Question

How to create a pooled normal exome sample?

0

Entering edit mode

9.8 years ago

Dataman ▴ 380

Hi

I am performing copy number analysis on some exome sequencing data where some of the samples does not have the matched normal (the tool that I am using - ADTEx - requires a matched normal sample for the copy number analysis). However, I have 3 normal samples (bam files) which are prepared and sequenced the same way as the tumor samples (those that do not have the normal samples). I was wondering what the best practices are in order to create a pooled normal exome sample?

Currently, I am thinking of merging 3 normal bam files using 'samtools merge' and then find the coverage for each exon using 'coverageBed' and then divide the coverage for each exon by 3. However, I am not sure if this way is correct and whether I need to do some kind of normalization. In addition, I have noticed that 'ExomeCNV' R package has a function called 'pool.coverage()' which is meant for this purpose but unfortunately this package has been removed from CRAN!

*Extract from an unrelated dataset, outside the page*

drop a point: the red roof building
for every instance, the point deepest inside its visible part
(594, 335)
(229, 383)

I would like to thank you in advance for your thoughts and answers.

copy-number-analysis exome next-gen-sequencing • 3.6k views

ADD COMMENT • link updated 2.4 years ago by Ram 45k • written 9.8 years ago by Dataman ▴ 380

0

Entering edit mode

Hi I would like to know if there was alternate solution for your normalization because I am trying to do similar type of work. Thank you

ADD REPLY • link 7.6 years ago by mittu1602 ▴ 200

Ram · Answer 1 · 2015-07-03

I found the answer to my question in an article (EXCAVATOR). They use the following strategy:

In the pooling scheme, each test sample is compared with a pooled reference obtained by summing the total number of reads for each exon across all the control samples.

So, what I do is that I add the number of reads for each exon across all the normal samples. This constitutes the pooled normal coverage file which can be used as the input to the tool for the normal sample. I do not need to worry about the normalization part since ADTEx performs 'mean coverage normalization' meaning that the tool divides the number of reads at each exon by the mean number of reads before calculating the tumor/normal ratios.